Interesting comments. I agree with several things you say: Dave w74 21:03, 21 March 2006 (UTC)
  • Yes I agree this page could be named better to make it clear we are talking about a Microsoft API. I propose moving this page to "Microsoft Speech Application Programming Interface". The stuff I wrote on this page was absolutely not intended to imply that this is the only Speech API in the world, or that it was the first, or that it was the best.
  • Then in the SAPI disambiguate page one could add references to pages about other Speech APIs {if they exist}. However, to be clear, I think almost always the abbreviation "SAPI" refers to the Microsoft API. Other APIs tend to have slightly different abbreviations such as JSAPI for Java Speech API and SRAPI for Speech Recognition API. But I think it would be reasonable if it helps avoid confusion.
  • I think you're proposing a page about Speech APIs in general. I'm not sure I think this is necessary - I don't think there's "Telephony API" page, or a "Mail API" page so why add one for this? I also think it would be hard to discuss Speech APIs in general - there are so many kinds {recognition, synthesis, desktop, telephony, speaker verification etc.} But if you think it adds value, go for it ... Dave w74 21:03, 21 March 2006 (UTC)
Just switching it to MS SAPI or Microsoft SAPI would be good enough, but SAPI alone is a generic term used by multiple products.. Even the most common speech engine used in automated, voice recognising phone systems (more and more common with customer support these days) calls their product a SAPI and it does both ends of the job. I am pretty certian (but could be wrong) that the ViaVoice engine can do both, though the actual application they publish for speech recognition only does one. There are also SAPI's in other OSes. I will grant that YES, when most people say SAPI, they mean Microsoft SAPI, but when most people say computer they mean a Winbox too, but I don't see putting an entry up on computers that focuses on Windows. Though I use Windows a lot, I am actually partial to LINUX or Solaris, myself. As far as a general SAPI entry for Speech Application Programming Interface, I don't feel quite qualified to give it the history it would deserve. As Far as I am aware, the term SAPI for Speech Application Programming Interface was actually first coined in the mid-80s to describe the program end of a hardware device that could let older 8-bit computers use a VOX chip to talk. Can't find any older history on it, but there may be. - Original commenter - 12:53, 22 March 2006 (UTC)
If you can locate a "Speech Application Programming Interface" that goes by that very specific name in common usage, that isn't the API discussed in this article, please feel free to link it here in the talk section, and we'll sort it out. The proper capitalisation of the name is no accident; it really is the only API out there in the world that goes by that exact name. Renaming this article to "Microsoft SAPI" is a very bad idea, as it reduces the readability of the article's title -- the fact that it's a speech API is far more important than the fact that Microsoft produced it. The only circumstance by which this article should change names is if there is a specific disambiguation need. Right now, there simply isn't. Warrens 14:20, 22 March 2006 (UTC)
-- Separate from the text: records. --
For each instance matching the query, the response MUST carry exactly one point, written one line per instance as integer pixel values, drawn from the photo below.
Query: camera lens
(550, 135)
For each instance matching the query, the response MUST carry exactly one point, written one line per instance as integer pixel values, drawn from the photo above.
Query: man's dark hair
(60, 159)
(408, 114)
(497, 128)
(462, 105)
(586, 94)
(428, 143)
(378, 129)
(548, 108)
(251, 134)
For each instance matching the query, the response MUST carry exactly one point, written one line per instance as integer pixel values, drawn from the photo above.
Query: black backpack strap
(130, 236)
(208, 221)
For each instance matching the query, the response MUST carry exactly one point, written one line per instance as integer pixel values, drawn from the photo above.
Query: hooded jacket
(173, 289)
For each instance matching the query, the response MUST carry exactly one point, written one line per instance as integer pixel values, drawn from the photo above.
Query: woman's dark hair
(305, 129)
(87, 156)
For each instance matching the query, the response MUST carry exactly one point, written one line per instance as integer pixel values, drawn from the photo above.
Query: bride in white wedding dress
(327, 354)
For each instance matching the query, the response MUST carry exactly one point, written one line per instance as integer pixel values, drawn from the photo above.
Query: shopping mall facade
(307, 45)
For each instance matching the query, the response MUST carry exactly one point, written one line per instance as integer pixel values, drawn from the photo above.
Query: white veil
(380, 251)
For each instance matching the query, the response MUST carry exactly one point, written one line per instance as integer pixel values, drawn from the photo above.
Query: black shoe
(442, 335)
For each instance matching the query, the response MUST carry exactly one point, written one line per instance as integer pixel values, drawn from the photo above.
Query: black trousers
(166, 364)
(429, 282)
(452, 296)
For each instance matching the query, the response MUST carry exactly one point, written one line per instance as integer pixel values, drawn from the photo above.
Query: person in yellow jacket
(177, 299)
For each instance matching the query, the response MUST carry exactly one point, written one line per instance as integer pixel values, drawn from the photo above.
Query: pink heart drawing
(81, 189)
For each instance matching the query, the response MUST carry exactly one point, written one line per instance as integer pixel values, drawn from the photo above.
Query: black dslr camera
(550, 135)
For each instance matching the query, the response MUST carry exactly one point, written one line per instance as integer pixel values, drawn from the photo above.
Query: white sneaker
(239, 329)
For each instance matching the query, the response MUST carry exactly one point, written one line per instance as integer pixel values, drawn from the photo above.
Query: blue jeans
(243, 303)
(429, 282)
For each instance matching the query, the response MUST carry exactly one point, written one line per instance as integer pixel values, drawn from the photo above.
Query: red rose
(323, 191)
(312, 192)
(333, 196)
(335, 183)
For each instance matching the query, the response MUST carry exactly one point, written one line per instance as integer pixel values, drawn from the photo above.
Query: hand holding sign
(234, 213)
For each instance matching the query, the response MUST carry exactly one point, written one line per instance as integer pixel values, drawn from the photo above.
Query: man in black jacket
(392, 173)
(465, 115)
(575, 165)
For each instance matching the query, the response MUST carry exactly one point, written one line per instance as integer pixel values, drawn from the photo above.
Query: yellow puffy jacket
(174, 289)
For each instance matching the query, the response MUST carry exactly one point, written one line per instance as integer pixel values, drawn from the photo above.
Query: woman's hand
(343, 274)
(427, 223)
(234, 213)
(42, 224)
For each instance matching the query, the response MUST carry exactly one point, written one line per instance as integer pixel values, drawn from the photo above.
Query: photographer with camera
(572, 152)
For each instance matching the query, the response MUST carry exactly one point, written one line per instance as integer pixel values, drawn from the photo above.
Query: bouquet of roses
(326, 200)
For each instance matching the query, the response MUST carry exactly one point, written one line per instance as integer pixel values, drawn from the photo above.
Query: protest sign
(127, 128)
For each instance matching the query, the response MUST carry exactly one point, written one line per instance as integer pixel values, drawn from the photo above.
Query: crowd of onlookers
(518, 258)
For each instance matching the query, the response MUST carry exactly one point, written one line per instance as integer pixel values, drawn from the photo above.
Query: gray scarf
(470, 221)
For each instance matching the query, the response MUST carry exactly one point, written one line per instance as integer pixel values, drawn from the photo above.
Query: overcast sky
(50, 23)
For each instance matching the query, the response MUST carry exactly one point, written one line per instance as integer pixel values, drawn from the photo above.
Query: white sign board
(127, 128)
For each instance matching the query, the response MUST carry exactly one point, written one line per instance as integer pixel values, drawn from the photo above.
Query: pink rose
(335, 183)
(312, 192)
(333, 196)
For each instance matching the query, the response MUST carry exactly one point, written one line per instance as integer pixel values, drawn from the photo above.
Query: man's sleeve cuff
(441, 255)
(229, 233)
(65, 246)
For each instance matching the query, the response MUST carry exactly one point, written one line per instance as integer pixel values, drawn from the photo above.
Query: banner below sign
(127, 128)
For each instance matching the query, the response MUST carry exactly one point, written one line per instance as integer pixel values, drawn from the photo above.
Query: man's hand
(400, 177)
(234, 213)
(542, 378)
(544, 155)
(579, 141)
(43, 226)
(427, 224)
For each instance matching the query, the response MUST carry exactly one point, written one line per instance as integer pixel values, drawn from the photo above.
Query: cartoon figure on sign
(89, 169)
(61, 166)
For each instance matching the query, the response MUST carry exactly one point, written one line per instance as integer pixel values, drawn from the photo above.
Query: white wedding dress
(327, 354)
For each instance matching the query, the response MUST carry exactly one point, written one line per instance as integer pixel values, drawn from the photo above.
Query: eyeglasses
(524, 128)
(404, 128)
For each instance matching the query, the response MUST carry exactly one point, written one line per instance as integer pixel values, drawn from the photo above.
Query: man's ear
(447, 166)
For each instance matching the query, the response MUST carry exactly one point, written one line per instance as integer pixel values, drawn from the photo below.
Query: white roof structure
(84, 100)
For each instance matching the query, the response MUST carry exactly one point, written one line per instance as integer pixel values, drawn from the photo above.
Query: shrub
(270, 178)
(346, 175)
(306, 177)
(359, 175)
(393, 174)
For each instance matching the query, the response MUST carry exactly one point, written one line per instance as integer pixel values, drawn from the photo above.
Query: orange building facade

[edit] 101 Things to do with Microsoft Sam

For a list of fun things to do with Microsft Sam, see User:Martinultima/101 Things To Do With Microsoft SamSpongeSebastian 04:58, 17 August 2006 (UTC)

[edit] Why merge with Microsoft Sam???

I don't understand why Microsoft Sam was deleted and now redirects here. I thought the Microsoft Sam page was absolutely fine. Now we have weird sections on this page with people pointing out that certain words sound funny, which really doesn't seem to fit well with the rest of the content.

I agree that getting a perfect arrangement of pages related to Microsoft Speech is a bit tricky, but this move seems counter-productive to me. Dave w74 02:24, 17 October 2006 (UTC)

I also removed the Easter Egg section. This wasn't a deliberate joke by Microsoft, it's just a bug or limitation in the TTS voice, and as such I don't think it's notable. No TTS engine pronounces every word or phrase perfectly - it's just a fact of the technology. User:Martinultima/101 Things To Do With Microsoft Sam is a great place for this kind of fun stuff.